Brooks' atonement model has generated significant scholarly discussion. The National Black Law Journal (NBL) described it as providing "new promise for advocates" of reparations while addressing "the main argument against reparations: lack of privity." NBL considered that Brooks' shift "from remedy to symbol does much to cure" opposition to reparations, though some critics have questioned whether the model requires "monumental events" and political catalysts, such as Hurricane Katrina, to gain traction. Contemporary reparative private and legislative efforts, such as California’s redress legislation enacted in 2023, routinely begin by issuing an apology.

Testifying before the California Task Force on Reparations in 2022, Brooks presented a legal theory that would enable governments to redress slavery without violating the Supreme Court's then-pending requirement for colorblind government policies, including reparations. Brooks linked reparations to lineage rather than race: reparations would go to the descendants of the enslaved rather than to a particular race. The Task Force's staff, which consisted of the California Department of Justice, adopted his race-neutral approach, which was eventually incorporated into the state's redress legislation enacted in 2024.

===Influence on climate justice scholarship===
His atonement model has influenced contemporary debates beyond traditional reparations discourse. Legal scholar Carlton Waterhouse, in his 2025 article "Climate Redress Revisited," extensively applies Brooks' theoretical framework to climate justice issues.
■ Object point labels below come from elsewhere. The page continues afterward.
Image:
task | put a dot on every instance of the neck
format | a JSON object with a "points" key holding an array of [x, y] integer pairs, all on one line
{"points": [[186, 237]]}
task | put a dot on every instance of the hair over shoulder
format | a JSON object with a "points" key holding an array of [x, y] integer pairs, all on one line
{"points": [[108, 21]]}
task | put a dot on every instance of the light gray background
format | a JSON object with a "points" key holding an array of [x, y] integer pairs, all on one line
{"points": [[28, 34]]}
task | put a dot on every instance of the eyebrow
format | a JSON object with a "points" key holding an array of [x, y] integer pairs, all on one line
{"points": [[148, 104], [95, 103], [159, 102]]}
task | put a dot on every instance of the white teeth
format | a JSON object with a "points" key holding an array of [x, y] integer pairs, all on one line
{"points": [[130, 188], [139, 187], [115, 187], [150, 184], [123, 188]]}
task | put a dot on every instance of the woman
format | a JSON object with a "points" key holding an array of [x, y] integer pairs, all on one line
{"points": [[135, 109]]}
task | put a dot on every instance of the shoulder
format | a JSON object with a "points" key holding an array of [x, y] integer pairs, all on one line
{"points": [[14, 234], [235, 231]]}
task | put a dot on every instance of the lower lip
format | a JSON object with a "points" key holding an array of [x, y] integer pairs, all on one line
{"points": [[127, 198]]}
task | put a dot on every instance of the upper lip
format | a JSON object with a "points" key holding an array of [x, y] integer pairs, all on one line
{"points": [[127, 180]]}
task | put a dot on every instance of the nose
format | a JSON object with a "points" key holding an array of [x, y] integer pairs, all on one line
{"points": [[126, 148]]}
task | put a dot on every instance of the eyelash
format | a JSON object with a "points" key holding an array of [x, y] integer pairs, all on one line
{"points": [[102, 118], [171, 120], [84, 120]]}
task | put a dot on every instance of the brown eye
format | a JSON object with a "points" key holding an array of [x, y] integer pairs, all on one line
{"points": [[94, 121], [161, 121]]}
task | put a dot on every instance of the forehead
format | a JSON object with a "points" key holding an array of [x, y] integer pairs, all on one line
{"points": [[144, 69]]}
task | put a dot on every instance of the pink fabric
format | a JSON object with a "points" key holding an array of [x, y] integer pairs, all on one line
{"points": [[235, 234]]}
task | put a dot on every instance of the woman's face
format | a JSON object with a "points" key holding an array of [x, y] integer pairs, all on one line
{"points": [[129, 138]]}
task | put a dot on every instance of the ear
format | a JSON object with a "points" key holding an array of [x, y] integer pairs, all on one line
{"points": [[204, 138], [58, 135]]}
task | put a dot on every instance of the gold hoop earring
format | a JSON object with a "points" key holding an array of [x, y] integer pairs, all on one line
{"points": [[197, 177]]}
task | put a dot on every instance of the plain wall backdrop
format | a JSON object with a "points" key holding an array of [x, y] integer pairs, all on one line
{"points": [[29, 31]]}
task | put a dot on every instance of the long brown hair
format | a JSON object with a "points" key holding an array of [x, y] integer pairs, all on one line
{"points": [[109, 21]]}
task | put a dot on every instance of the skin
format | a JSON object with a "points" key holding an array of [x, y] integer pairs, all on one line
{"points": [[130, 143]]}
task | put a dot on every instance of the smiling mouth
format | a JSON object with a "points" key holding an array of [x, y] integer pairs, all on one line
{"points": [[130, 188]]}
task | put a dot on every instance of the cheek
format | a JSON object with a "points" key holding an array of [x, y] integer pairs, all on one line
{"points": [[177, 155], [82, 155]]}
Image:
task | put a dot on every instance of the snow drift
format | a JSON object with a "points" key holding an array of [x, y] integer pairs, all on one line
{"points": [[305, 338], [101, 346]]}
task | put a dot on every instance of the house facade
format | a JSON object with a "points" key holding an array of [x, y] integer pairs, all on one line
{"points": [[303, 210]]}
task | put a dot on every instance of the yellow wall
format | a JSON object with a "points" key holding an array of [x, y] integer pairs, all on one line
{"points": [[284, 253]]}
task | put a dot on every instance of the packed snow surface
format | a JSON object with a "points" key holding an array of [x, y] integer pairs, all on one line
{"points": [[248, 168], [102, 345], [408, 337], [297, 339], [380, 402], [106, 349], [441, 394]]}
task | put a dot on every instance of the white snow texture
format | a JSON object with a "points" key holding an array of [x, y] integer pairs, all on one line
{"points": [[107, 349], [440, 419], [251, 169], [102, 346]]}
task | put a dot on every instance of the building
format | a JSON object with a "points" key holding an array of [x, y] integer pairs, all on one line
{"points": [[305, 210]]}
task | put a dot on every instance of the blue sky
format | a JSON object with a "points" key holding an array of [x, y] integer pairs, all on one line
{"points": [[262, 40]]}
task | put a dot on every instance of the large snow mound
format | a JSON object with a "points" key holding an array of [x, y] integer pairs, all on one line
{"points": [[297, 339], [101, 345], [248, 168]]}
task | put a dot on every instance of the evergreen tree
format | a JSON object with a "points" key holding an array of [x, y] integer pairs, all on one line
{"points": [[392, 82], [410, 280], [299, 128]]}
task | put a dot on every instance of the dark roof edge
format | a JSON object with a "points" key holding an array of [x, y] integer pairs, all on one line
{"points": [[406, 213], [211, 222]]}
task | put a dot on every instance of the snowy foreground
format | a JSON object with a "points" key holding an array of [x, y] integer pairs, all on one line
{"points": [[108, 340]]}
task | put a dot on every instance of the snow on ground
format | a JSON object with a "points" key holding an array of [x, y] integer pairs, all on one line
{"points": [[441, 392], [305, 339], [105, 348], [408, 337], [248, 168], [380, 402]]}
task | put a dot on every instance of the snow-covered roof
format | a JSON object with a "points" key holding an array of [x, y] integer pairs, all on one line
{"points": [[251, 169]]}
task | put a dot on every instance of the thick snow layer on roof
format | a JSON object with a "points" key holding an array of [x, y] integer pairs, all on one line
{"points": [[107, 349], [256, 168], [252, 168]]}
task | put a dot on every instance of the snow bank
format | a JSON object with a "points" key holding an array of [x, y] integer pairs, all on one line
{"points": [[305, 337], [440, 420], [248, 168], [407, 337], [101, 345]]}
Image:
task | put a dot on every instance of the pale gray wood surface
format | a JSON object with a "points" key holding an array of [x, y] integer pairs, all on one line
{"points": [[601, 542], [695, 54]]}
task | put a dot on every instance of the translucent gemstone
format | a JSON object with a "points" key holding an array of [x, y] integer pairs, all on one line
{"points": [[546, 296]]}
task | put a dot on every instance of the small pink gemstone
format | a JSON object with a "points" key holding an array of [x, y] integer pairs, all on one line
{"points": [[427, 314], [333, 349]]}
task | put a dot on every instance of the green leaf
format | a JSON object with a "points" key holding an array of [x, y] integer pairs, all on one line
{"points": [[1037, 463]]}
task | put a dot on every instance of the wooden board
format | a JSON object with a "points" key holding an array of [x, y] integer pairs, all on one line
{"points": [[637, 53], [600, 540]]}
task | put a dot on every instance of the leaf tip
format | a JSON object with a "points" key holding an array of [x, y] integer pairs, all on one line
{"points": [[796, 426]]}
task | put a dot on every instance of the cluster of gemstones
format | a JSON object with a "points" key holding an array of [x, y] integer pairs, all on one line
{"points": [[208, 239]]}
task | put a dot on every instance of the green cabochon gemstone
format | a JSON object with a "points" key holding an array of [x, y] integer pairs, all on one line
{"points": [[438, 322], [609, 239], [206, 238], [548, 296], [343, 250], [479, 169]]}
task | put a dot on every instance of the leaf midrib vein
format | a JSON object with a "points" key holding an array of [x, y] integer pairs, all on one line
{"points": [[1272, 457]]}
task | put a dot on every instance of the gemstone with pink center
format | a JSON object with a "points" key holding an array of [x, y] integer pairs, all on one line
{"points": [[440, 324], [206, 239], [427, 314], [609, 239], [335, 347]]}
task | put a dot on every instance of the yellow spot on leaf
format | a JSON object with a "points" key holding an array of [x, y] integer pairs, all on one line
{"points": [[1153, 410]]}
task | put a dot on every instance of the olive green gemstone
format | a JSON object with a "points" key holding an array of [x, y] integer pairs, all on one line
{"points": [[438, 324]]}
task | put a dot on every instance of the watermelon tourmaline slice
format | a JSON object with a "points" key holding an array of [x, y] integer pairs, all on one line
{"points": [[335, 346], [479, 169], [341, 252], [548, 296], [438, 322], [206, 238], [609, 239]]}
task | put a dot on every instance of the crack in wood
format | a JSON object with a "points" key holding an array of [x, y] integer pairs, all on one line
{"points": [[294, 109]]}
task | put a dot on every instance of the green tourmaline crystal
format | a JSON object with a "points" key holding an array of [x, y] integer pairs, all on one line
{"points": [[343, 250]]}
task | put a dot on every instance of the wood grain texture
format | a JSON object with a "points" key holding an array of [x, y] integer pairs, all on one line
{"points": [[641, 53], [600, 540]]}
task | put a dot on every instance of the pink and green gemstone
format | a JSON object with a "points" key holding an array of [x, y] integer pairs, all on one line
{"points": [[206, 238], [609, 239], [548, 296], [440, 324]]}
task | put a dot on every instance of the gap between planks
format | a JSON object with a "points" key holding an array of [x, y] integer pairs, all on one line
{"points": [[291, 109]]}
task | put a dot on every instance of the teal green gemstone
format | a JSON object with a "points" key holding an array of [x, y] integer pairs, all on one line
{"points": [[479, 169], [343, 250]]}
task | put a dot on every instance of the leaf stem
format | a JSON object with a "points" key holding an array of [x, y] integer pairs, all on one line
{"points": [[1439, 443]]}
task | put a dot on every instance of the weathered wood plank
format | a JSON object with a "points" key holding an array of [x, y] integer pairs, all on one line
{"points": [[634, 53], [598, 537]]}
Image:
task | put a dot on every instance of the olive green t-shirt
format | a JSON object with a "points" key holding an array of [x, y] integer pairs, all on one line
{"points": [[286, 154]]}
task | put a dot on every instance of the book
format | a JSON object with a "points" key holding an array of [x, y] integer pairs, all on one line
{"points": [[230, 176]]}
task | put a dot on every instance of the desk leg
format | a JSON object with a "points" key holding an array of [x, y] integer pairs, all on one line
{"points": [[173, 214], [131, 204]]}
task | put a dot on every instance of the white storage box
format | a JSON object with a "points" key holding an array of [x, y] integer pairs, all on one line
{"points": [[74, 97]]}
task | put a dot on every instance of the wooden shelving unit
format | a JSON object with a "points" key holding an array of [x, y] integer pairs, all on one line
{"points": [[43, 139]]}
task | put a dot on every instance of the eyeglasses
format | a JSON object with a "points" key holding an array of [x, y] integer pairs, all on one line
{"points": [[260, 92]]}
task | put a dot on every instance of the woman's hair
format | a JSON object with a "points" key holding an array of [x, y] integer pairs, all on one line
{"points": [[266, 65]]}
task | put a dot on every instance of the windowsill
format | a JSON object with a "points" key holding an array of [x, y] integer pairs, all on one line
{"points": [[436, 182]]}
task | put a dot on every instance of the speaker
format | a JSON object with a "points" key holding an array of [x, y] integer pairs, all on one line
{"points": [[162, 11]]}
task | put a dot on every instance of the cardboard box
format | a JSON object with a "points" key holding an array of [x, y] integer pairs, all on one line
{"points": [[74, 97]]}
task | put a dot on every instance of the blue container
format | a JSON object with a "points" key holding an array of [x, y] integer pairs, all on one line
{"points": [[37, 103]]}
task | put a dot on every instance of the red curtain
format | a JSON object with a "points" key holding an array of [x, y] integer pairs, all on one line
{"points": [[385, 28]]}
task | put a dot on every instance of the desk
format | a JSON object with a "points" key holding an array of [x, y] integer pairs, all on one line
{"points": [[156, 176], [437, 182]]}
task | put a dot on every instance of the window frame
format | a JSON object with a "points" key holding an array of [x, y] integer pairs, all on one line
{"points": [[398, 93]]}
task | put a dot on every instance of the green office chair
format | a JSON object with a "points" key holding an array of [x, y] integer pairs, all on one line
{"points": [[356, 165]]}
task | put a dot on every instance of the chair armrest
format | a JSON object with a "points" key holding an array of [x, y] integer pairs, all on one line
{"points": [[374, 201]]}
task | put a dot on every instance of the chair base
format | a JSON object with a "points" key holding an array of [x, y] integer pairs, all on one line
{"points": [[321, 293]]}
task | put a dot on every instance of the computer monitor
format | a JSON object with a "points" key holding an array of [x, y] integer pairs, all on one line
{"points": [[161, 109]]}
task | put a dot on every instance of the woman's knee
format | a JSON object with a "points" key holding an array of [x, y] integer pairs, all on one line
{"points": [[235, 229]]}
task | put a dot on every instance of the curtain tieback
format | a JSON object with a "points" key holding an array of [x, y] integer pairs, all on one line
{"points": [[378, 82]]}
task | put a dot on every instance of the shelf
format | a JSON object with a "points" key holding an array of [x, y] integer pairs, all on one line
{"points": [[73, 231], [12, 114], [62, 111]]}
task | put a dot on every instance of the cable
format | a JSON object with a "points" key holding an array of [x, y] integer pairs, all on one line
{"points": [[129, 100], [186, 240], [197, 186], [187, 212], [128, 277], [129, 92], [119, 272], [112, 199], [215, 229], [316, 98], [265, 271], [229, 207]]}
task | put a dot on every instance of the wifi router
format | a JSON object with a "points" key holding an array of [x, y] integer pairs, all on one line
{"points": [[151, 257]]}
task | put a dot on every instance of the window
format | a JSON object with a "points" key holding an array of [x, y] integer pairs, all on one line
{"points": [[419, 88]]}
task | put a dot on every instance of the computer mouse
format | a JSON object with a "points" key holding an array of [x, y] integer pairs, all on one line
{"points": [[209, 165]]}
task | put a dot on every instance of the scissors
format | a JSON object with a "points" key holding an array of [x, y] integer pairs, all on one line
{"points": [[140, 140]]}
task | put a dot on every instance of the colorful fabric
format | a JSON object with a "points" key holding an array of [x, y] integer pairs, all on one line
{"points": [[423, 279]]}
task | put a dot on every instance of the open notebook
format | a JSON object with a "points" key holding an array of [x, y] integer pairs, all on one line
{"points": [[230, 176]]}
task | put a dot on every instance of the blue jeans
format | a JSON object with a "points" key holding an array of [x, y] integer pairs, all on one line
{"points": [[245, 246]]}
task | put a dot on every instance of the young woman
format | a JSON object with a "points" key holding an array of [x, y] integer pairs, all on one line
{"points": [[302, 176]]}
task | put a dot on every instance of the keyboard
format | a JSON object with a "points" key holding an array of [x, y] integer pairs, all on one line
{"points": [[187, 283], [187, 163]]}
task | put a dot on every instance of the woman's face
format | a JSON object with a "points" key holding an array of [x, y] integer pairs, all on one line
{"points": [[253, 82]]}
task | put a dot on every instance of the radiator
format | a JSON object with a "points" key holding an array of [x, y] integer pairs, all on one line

Waterhouse notes that Brooks "maintains that reparations require remorse and the intent to atone," with atonement including "remorse for the wrongs committed, coupled with a desire to communicate that remorse to the moral community and to engage in behavior that resets the moral relationship." Waterhouse also emphasizes that under Brooks' model, "apology and subsequent remedial action demonstrate the legitimacy of the apology," requiring substantive compensation beyond mere acknowledgment.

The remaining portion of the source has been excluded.